# New to the forums... Houston based smoker guy



## reardenreturns (Mar 1, 2011)

Hey All,



Been using the site here for awhile in aid of my smoking conquests, so thought I'd join up. Now that the summer is coming on, at least here in Houston, the smoker is getting a lot of use. I've competed in on BBQ cookoff so far, but looking forward to my next ones coming up. I'm big on ribs, love pulled pork, and brisket is like little slices of heaven. Look forward to the great advice, critiques and recipes for y'all.



This is my smoker. A New Braunfels Super Longhorn Deluxe. I modded it with a custom charcoal basket (see bottom pic) made by Klose BBQ Pits here in Houston.


----------



## tyotrain (Mar 1, 2011)

Welcome to SMF.. lots of great people here and lots to learn.. That is one nice looking smoker.. Happy smoking


----------



## fourashleys (Mar 2, 2011)

Welcome to SMF!! Looking forward to some Q-view from that rig.


----------



## SmokinAl (Mar 2, 2011)

Welcome to SMF! That's one sweet looking smoker!


----------



## ecto1 (Mar 2, 2011)

Welcome from Spring Texas!!  What part of Houston are you from just in case I see smoke I won't call the fire department.


----------



## fpnmf (Mar 2, 2011)

Welcome!!

  Craig


----------



## reardenreturns (Mar 2, 2011)

[quote name="ECTO1" url="/forum/thread/104004/new-to-the-forums-houston-based-smoker-guy#post_601340"]
Welcome from Spring Texas!!  What part of Houston are you from just in case I see smoke I won't call the fire department.
[/quote]

ECTO1, I'm down in the city, literally 1/4 mi. from downtown on Memorial. 

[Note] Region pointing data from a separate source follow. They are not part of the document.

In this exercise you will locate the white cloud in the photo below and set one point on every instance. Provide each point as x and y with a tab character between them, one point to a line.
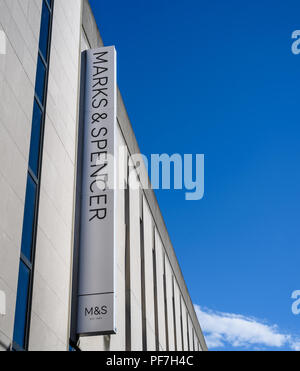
238	331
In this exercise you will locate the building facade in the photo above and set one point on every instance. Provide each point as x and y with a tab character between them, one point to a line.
40	154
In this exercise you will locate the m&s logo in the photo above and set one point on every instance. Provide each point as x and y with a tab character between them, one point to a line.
96	311
296	303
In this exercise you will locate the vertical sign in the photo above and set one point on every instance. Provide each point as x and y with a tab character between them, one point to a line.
96	286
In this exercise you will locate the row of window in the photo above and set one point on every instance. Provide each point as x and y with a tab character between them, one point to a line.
25	283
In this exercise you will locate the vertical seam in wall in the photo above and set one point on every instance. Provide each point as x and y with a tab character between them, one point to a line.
75	181
174	314
143	278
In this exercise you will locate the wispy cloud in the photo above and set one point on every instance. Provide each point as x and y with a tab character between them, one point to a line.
238	331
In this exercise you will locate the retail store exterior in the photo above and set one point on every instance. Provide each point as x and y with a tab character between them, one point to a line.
41	152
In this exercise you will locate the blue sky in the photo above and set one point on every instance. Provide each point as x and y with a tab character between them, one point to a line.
219	78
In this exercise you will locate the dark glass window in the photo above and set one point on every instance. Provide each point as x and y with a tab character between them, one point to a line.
35	138
44	33
40	80
28	218
21	307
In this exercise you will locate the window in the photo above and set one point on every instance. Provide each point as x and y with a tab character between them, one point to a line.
24	294
21	308
28	218
35	138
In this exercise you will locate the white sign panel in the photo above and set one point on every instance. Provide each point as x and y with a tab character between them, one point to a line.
96	293
2	303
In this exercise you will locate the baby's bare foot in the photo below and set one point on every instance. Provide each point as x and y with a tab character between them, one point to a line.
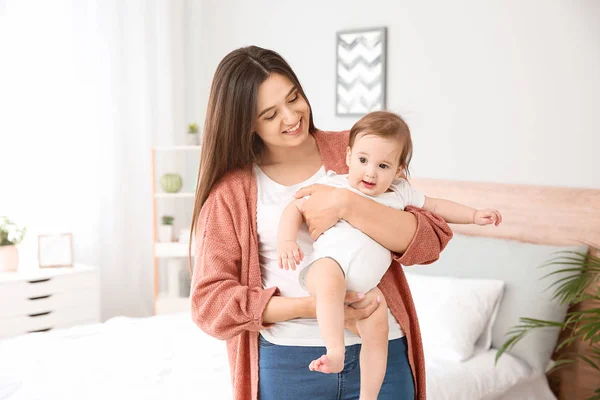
330	363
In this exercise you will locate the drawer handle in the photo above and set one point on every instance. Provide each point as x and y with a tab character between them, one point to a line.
40	330
39	280
40	297
40	314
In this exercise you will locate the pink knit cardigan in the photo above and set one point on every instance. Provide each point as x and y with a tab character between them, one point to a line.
227	296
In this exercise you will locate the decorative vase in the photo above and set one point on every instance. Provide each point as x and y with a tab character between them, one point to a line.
192	139
9	258
165	233
171	183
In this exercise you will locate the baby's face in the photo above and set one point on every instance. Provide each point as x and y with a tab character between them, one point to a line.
374	163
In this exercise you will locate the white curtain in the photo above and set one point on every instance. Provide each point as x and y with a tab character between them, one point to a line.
86	88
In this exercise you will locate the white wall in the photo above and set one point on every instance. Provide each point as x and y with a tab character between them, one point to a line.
500	91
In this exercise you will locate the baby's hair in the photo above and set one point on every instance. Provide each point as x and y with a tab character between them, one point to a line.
388	125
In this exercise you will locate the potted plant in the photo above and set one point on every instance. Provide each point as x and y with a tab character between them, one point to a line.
10	236
193	135
165	231
171	182
575	284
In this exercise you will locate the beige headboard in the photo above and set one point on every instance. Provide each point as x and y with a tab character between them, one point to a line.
534	214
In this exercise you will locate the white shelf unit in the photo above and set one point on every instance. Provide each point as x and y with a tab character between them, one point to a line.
171	250
174	253
173	195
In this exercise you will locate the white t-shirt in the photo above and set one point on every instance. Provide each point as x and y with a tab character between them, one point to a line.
272	200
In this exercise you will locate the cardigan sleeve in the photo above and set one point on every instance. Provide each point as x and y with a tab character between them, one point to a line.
431	237
221	306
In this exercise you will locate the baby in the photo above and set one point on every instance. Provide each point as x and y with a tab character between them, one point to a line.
344	258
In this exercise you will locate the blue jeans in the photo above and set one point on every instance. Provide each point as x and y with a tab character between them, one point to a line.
284	374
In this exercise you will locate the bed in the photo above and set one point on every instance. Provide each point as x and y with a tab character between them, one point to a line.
168	357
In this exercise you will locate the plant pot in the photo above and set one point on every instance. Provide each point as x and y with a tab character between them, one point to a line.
192	139
9	258
165	233
171	183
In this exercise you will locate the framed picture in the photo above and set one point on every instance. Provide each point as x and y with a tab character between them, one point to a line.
55	250
360	71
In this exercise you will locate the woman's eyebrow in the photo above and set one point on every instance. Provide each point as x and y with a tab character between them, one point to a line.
266	110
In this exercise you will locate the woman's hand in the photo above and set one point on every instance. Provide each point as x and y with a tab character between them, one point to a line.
358	306
324	207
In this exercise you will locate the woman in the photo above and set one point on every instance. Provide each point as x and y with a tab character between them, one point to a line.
261	147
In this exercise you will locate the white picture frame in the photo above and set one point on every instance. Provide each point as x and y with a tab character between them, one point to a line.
55	250
360	71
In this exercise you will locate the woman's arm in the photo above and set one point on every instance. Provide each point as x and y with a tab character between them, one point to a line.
378	221
456	213
220	305
416	236
285	308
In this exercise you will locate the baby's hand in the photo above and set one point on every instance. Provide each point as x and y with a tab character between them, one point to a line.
487	216
290	254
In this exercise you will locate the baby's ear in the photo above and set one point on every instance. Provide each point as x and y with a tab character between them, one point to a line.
348	155
401	173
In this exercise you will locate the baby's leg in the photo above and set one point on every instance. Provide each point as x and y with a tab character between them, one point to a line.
325	281
373	354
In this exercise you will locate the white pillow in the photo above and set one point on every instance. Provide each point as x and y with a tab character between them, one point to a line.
455	315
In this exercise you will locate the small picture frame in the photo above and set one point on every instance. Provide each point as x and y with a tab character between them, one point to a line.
55	250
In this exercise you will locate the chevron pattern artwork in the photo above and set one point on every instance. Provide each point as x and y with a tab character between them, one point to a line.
360	83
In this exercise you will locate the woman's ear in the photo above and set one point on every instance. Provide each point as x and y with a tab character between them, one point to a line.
348	156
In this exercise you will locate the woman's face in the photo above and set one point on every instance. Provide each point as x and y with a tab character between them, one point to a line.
283	114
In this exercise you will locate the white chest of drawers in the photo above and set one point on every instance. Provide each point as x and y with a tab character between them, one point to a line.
44	299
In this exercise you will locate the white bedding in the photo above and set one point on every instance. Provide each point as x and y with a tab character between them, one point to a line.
168	357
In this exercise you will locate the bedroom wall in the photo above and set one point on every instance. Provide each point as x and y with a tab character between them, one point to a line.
501	91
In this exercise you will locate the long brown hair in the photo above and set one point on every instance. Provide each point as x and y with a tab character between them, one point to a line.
228	142
386	124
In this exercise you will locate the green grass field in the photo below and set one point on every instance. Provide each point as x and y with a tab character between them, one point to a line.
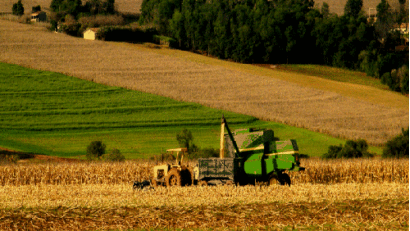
53	114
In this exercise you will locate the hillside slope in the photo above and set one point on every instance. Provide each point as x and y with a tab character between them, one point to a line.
217	86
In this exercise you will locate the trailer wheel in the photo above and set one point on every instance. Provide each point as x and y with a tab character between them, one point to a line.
155	183
275	180
186	177
173	178
202	183
285	179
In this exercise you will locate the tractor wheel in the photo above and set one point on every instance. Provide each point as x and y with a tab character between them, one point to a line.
285	179
173	178
202	183
155	183
186	177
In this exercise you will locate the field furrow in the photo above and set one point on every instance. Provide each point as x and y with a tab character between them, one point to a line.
264	97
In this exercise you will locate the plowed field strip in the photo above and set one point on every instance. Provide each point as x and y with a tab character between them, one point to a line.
389	214
261	96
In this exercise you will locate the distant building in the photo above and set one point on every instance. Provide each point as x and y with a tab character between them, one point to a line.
91	33
39	16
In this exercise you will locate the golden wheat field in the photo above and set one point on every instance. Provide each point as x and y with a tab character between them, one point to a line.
266	97
335	195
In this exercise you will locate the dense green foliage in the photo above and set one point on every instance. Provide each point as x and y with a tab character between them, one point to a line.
95	150
281	31
50	113
36	8
114	156
67	12
185	139
18	8
398	147
352	149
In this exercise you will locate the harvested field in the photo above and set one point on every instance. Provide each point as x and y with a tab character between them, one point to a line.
105	200
317	172
133	6
264	97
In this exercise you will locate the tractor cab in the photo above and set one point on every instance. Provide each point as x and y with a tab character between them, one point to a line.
175	174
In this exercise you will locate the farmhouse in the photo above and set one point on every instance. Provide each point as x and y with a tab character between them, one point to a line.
39	16
91	33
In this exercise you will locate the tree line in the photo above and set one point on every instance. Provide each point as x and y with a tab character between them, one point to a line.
287	31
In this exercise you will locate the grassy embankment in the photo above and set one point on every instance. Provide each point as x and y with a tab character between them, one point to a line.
54	114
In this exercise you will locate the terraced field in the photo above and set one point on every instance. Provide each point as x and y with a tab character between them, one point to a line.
340	112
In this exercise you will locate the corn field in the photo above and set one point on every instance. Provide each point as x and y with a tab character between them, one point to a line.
317	172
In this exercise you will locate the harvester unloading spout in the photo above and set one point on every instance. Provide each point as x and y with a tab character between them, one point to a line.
224	125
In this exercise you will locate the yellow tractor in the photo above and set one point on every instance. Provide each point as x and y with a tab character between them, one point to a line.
173	174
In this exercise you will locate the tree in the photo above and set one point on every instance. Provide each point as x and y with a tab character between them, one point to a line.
114	156
36	8
95	150
352	149
18	8
353	8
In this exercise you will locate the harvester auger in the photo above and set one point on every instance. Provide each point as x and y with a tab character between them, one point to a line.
173	174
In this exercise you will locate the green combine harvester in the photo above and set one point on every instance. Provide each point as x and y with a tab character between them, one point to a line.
247	156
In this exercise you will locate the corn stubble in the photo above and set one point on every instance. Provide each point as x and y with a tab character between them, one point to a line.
342	194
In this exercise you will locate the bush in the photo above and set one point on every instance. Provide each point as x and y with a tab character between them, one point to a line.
18	8
95	150
114	155
100	20
352	149
398	147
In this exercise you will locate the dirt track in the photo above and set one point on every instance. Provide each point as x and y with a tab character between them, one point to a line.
139	69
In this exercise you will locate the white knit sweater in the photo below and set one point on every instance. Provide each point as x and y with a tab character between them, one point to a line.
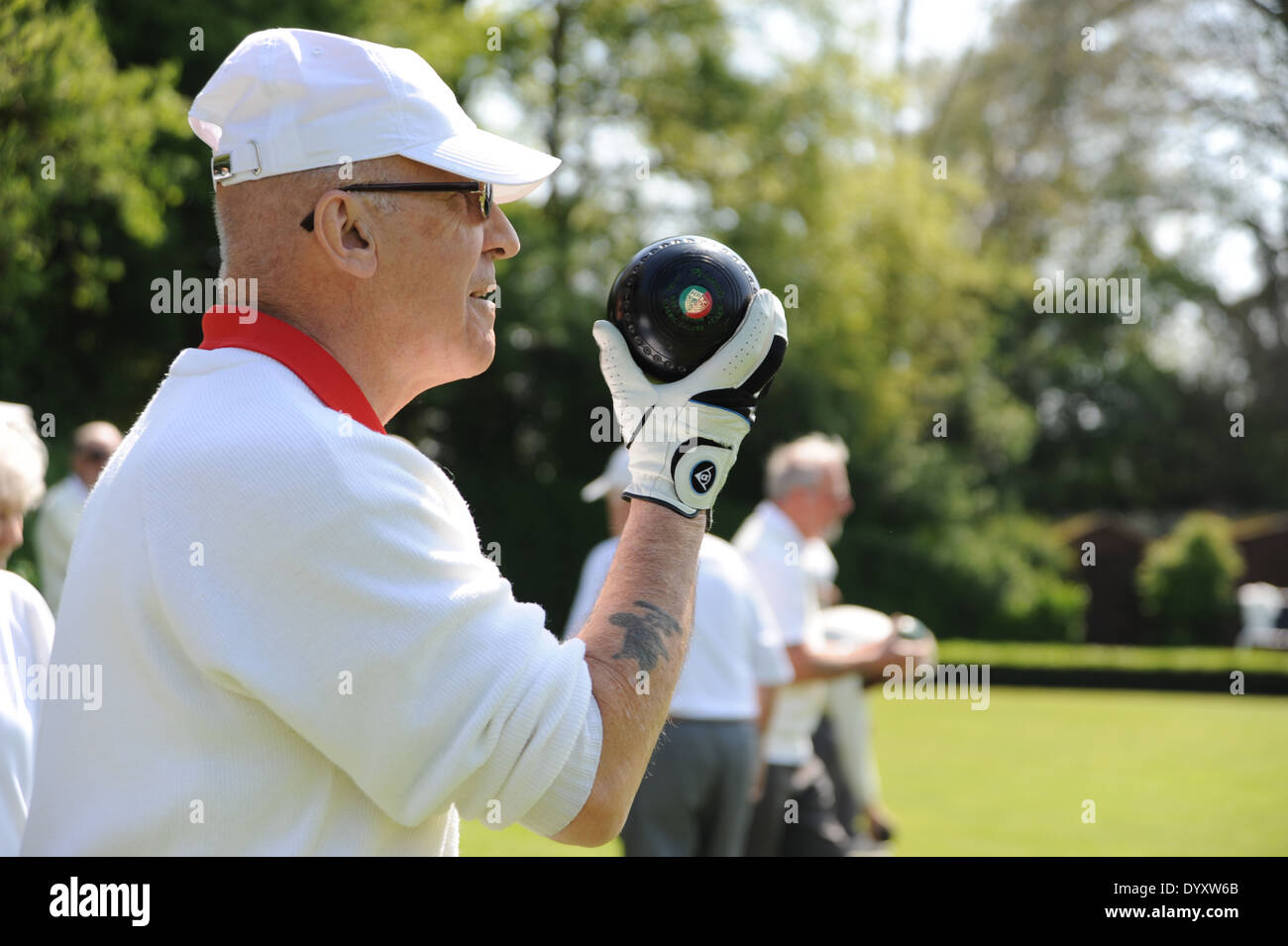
303	649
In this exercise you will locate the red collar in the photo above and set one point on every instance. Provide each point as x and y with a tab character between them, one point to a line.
223	327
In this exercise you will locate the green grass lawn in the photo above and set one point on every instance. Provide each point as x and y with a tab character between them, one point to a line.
1170	774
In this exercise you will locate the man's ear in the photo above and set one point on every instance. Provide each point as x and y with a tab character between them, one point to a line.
347	240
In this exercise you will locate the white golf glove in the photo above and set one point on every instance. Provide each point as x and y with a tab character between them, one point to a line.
683	437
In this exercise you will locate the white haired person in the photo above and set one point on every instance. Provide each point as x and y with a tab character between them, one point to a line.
696	798
304	649
785	541
93	444
26	623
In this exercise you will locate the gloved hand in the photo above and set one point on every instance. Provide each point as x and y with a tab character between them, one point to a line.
683	437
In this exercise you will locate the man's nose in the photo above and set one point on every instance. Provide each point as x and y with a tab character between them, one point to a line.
500	236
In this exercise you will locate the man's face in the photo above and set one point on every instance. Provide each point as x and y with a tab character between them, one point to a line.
833	501
89	460
441	259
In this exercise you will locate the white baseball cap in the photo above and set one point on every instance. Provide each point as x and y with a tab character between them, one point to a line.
617	475
295	99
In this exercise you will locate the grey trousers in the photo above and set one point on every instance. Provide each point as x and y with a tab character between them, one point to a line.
694	800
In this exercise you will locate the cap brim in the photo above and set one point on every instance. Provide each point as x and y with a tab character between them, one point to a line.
513	168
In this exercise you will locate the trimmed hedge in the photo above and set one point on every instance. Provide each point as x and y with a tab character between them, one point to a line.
1205	670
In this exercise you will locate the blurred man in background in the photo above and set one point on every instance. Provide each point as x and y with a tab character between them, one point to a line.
93	444
695	799
26	623
785	543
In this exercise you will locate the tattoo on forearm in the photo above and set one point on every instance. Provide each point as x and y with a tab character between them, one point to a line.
644	632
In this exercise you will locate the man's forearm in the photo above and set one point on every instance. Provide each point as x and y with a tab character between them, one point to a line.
636	639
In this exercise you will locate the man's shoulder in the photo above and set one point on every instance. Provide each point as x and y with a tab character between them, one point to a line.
236	428
67	491
24	607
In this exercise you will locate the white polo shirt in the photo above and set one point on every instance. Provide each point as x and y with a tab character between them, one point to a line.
734	645
786	567
26	636
303	649
55	529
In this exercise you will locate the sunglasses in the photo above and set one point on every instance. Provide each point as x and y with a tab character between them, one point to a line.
476	187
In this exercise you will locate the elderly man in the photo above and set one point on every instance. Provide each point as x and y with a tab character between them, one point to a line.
695	800
26	624
93	444
304	649
785	543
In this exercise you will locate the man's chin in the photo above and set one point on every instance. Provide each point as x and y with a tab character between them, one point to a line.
485	356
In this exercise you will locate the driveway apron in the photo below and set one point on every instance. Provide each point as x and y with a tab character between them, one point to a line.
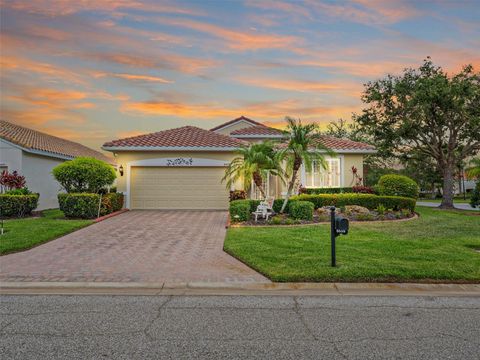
137	246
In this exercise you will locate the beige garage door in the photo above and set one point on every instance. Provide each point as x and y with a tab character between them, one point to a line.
178	188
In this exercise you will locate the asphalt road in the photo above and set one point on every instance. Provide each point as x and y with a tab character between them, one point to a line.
233	327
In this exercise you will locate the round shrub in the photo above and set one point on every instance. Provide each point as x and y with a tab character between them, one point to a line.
397	185
301	210
17	205
84	175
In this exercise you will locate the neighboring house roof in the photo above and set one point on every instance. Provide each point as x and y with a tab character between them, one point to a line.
231	122
37	142
183	138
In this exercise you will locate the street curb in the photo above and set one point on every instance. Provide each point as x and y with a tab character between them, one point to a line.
222	288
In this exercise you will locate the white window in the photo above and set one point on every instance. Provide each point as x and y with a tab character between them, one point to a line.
271	187
319	177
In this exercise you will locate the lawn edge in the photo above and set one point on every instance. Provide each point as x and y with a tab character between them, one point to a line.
46	241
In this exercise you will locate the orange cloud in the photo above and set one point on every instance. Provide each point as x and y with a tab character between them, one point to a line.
185	64
49	71
62	8
261	110
134	77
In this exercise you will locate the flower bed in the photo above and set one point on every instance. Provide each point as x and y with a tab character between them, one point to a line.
322	215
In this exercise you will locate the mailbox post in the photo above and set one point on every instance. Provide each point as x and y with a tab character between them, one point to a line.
338	226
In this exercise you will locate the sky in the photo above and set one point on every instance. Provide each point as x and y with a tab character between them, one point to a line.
92	71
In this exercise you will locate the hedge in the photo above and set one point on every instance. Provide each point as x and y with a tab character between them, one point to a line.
79	205
85	205
369	201
18	205
301	210
111	202
397	185
312	191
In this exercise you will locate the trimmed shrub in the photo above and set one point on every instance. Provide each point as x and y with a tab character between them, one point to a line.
301	210
84	175
312	191
363	189
397	185
17	205
111	202
240	210
81	205
369	201
475	199
237	195
23	191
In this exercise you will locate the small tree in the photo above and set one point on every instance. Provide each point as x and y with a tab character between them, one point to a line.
11	181
304	146
429	112
254	162
84	175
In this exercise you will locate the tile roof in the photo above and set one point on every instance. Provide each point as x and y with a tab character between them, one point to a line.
187	136
34	140
253	122
257	131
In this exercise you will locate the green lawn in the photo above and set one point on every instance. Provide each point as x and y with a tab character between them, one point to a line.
23	234
439	246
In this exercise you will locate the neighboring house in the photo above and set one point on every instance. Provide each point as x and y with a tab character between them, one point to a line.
182	168
34	154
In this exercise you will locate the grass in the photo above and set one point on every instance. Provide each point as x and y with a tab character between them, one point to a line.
23	234
440	246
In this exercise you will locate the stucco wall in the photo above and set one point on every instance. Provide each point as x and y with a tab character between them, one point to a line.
123	158
349	161
37	170
11	156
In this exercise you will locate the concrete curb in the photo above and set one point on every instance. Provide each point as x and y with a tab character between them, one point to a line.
212	288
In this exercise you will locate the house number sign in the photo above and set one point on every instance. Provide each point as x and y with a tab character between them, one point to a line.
180	162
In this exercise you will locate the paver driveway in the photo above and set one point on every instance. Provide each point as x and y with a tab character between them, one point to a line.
140	246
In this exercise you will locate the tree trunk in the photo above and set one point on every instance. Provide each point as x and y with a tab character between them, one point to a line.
296	167
257	179
448	182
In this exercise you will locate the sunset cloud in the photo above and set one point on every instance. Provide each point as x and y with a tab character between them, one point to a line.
238	40
133	77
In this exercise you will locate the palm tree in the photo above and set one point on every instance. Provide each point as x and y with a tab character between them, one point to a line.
303	147
473	172
254	162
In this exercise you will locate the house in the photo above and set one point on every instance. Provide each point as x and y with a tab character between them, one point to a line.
182	168
34	154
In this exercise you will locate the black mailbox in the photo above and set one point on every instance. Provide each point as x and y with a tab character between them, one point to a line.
341	225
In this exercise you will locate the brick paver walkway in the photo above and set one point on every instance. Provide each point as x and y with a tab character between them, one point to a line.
139	246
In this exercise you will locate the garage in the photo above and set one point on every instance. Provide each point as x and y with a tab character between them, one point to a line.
178	188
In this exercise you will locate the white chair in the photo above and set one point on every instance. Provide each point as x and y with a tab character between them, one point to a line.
264	209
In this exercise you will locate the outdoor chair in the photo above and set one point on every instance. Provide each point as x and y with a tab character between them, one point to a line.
264	209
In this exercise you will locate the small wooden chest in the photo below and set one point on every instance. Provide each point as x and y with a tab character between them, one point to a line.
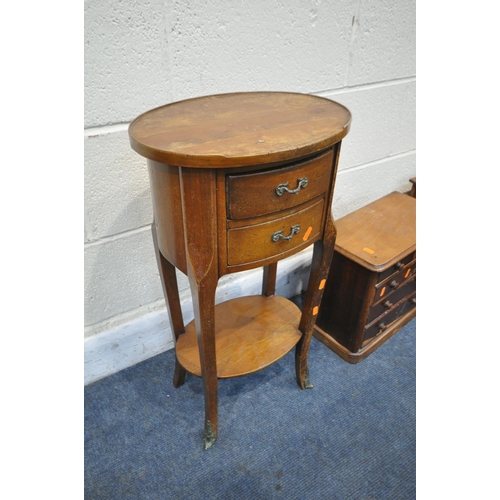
370	292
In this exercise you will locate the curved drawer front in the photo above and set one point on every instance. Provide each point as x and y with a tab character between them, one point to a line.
268	239
402	291
262	193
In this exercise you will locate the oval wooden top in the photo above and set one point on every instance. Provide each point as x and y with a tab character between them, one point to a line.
239	129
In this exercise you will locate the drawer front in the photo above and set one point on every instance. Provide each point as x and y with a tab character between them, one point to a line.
279	236
382	322
262	193
397	267
386	287
394	297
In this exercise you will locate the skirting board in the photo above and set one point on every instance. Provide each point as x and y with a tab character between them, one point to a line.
113	350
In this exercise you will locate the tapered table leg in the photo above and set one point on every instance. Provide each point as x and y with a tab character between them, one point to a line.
322	257
269	279
200	228
171	293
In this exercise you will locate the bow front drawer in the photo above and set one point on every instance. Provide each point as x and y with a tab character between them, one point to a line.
278	237
262	193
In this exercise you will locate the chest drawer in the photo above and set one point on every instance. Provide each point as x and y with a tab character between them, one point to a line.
402	291
283	235
384	288
262	193
380	324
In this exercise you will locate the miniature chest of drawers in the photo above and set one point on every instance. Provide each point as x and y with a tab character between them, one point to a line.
371	288
240	181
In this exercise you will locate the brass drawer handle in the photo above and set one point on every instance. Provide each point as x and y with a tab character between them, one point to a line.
278	235
301	183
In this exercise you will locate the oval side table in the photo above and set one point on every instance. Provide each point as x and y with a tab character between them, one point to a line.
241	181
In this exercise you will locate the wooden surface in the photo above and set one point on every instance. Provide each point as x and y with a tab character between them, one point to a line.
217	166
378	234
371	288
254	194
239	129
250	333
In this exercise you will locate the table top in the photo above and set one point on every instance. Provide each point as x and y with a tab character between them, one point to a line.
239	129
380	233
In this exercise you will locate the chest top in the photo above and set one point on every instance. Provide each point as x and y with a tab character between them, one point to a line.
239	129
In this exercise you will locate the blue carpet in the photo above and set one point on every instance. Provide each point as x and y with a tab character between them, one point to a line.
350	437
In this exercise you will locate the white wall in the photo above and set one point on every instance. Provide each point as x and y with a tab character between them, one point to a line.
146	53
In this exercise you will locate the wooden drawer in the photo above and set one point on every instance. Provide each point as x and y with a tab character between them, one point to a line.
398	266
272	238
262	193
394	297
382	322
385	288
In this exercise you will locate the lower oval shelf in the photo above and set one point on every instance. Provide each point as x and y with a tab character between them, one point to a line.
251	333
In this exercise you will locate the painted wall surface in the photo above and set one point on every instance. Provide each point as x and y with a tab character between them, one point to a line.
145	53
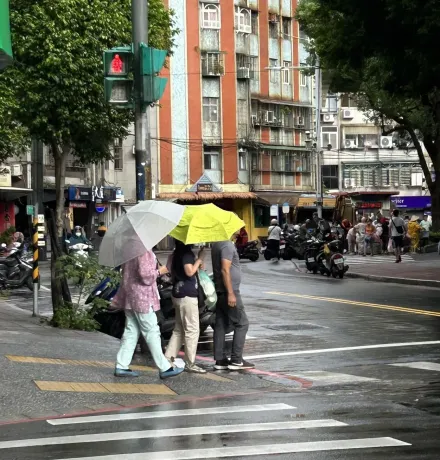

Thanks for all the welcome's guys! Thumbs Up


----------



## ecto1 (Mar 2, 2011)

Nice I always new there were a few smokers inside the Belt!!


----------



## scarbelly (Mar 2, 2011)

Welcome to SMF - man that is a nice looking rig you got there - both the smoker and the car

Glad to have you here


----------



## pit 4 brains (Mar 2, 2011)

Welcome to the site! That is one fine looking smoker you have there. I want one.. Now let's see some q come out of that thing.


----------



## chef willie (Mar 2, 2011)

Welcome to the SMF.....nice looking rig and mod you have there...looks like a giant AMNS...looking forward to some Q/view outta that thing


----------



## reardenreturns (Mar 2, 2011)

[quote name="Scarbelly" url="/forum/thread/104004/new-to-the-forums-houston-based-smoker-guy#post_601403"]
Welcome to SMF - man that is a nice looking rig you got there - both the smoker and the car


Glad to have you here
[/quote]

Thanks! That's the wife's Q7.. mine is below..


----------



## reardenreturns (Mar 2, 2011)

And of course, the dog is always waiting for the smoker to produce some tasty meat!  :grilling_smilie:


----------



## oldschoolbbq (Mar 2, 2011)

NICE,now
	

	
	
		
		



		
		
	


	





show us some stuff

have fun and.


----------



## beer-b-q (Mar 2, 2011)

Welcome to SMF, Glad to have you with us.
 

This is the place to learn, lots of good info and helpful friendly Members.
 

For those of you new to Smoking, be sure to check out *Jeff's 5 Day Smoking Basics eCourse*.

Click Here it's *"FREE"* ... 5 Day eCourseE


----------



## meateater (Mar 3, 2011)

Welcome to the SMF. Glad to have you here. Lots of good folks, great recipes and knowledge. Looking forward to your first qview. Only one needs a smog.....


----------



## txmike (Mar 4, 2011)

Welcome from Sugar Land, Texas. Can't wait to see what you put in the smoker.


----------